NATIONAL

[US-NK Summit] NK silent about key events leading up to Trump-Kim summit

By Jung Min-kyung
  • Published : Jun 7, 2018 - 16:05
  • Updated : Jun 8, 2018 - 17:42

Unlike the US, which has been vocal about key events leading up to the planned summit between US President Donald Trump and North Korean leader Kim Jong-un next week, the North has kept mum about such matters.

Since announcing the June 12 summit between Trump and Kim on May 27, without mentioning that it is taking place in Singapore, North Korea’s state-run news agencies have been silent about the summit and the US-North Korea talks at the truce village of Panmunjeom, Singapore and New York, which opened late last month. Critics expected the North to break the silence when the White House announced the specific venue for the summit on Tuesday, but it remained tight-lipped.

Asked about the North’s lack of response, an official at Seoul’s Ministry of Unification on Thursday said that it believes the North has “a situation of its own,” without elaborating.

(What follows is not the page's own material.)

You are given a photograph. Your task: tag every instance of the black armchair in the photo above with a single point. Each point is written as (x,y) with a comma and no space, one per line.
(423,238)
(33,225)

The official then reiterated that it would be “inappropriate” to discuss North Korea’s intentions. 


US President Donald Trump is presented with a letter from North Korean leader Kim Jong-un, on June 1, 2018, by North Korean envoy Kim Yong-chol in the Oval Office at the White House in Washington DC. (Yonhap)

Noting the time frame of the relevant events, analysts say that the North’s silence is mainly due to Kim’s uncertainty about the results of the summit.

“It seems Kim is refraining from making domestic announcements on the summit, due to his uncertainty over the level of security guarantee for the regime and economic compensations the US would provide,” said Yang Moo-jin, a professor at the University of North Korean Studies in Seoul.

The US is working toward bringing about the complete, verifiable and irreversible denuclearization of North Korea, while the North wants a guarantee of security or solid economic benefits, viewing the previous regime collapses of Libya and Iraq as cautionary tales.

The North’s state-media have yet to report on separate meetings between US and North Korean officials that have taken place simultaneously since late last month.

Though Kim Yong-chol, vice chairman of North Korea’s ruling Workers’ Party’s Central Committee, wrapped up his four-day trip to the US on Saturday, it is uncertain whether the other two meetings have been finalized. During his US visit, Kim Yong-chol met with Trump and US Secretary of State Mike Pompeo on separate occasions.

Kim Chang-son, from the North’s State Affairs Commission Secretariat, who led a team of North Korean officials in logistics talks with US counterparts in Singapore, arrived in Beijing on Wednesday. Whether this signals Kim Chang-son’s return to Pyongyang to make an interim report or is an indication that the Singapore channel has completed its mission is uncertain.

Japan’s Kyodo News reported that he may return to Pyongyang to report the result of the working-level negotiations to Kim Jong-un.

Meanwhile, Sung Kim, US ambassador to the Philippines, and Pyongyang’s Vice Foreign Minister Choe Son-hui held their sixth round of talks at the inter-Korean border on Wednesday. Critics view the prolonged talks as another sign that the two sides are facing obstacles in hammering out details on the summit’s agenda items.

The summit is scheduled to take place at 9 a.m. (local time) on June 12 at the Capella Hotel on Singapore’s Sentosa Island.